What areas do you envision Pfizer Poland will take advantage of as innovation is valued to a greater extent?
Our priority, and an area we already have experienced good results, is in oncology. We are working to ensure market access to our newest breast cancer treatments, that are not accessible to Polish patients. Nevertheless, the 21st century allows patients to easily obtains information on these therapies, and a huge amount of Poles have enquired about our breakthrough breast cancer treatments, as well as other innovative products. Very encouraging!
One way to bring innovation to the people is through clinical trials. What are the R&D operations of Pfizer Poland?
Pfizer globally invests roughly 8 billion USD into R&D, and Pfizer Poland has a great footprint in clinical studies, conducting trials in oncology, neuroscience and pain management. Poland is great place to conduct such research due to the overall high quality of clinical operations and abundance of world-class physicians. The Pfizer Poland team is constantly demonstrating the potential of Poland to headquarters, and we hope that in the future we can build on this already significant clinical impact.
One of your key initiatives is to develop innovative molecules out of Poland. What are the advancements on this front?
For the last 12 months we have been driving forward this campaign. Pfizer Poland itself does not have expertise in this area, though Pfizer globally has five Centers for therapeutic innovation (CTI); an open innovation model that helps bring scientific ideas to fruition. This involves Pfizer Poland collaborating with universities and sending molecules to these CTI´s to asses the potential for further development. We are knocking on the door, and want to be a key player in seeing true innovation coming out of Poland.
What is the strategic importance of Pfizer Poland for the company in the region?
In the region, we are the number one market and equally one of the fastest growing. We bring confidence to Pfizer as we are delivering exactly what we promise, while in the meantime strengthening out partnerships throughout the healthcare sector.
Overall, we have put Pfizer Poland on the company map, and I am constantly communicating with headquarters, and now they truly understand the amazing potential of the Polish market.
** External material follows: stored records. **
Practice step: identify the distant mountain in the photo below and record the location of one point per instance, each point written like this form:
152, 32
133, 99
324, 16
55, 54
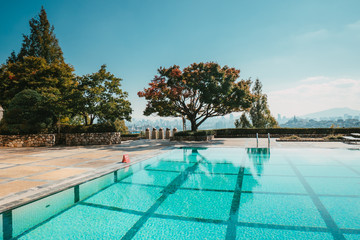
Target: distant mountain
333, 112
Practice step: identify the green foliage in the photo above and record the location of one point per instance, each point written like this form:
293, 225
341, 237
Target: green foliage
27, 113
41, 42
131, 135
39, 66
243, 122
120, 126
235, 132
99, 96
195, 133
52, 81
259, 112
200, 91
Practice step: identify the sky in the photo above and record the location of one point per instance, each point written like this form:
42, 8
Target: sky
306, 53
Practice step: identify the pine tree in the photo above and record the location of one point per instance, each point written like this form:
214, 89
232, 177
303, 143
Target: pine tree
39, 66
41, 42
243, 122
259, 112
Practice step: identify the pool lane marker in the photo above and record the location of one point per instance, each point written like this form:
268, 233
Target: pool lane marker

Pfizer Poland is a team that embraces diversity, be it in either gender, sexuality, age, race and nationality, and this helps us adapt and be effective in every situation. All in all, we are a mature and stable affiliate that is a predictable place for Pfizer to safely invest.
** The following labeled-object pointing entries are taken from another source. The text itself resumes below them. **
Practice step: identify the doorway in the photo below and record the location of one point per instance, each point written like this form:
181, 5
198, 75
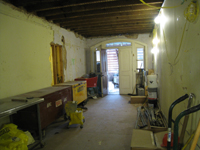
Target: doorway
128, 62
113, 71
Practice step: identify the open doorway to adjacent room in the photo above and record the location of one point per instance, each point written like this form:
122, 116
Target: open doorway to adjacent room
113, 71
What are your aspirations for Pfizer Poland moving forward?
Commercially, we want to grow our economic impact, while expanding our clinical study capabilities and build a relationship between Poland and the company´s CTI centers in the US. Hopefully, we will be able to announce in the near future that Pfizer has been part of a scientific breakthrough coming out of Poland.
My time as a medical doctor allowed me to witness the true extent of sick patients, and our objective is to generate positive health outcomes, so they can live improved lives. Overall, Pfizer Poland aims to be perceived as a company that delivers true innovation, and is a predictable partner for all the key stakeholders: the government, medical community and most importantly, the patients.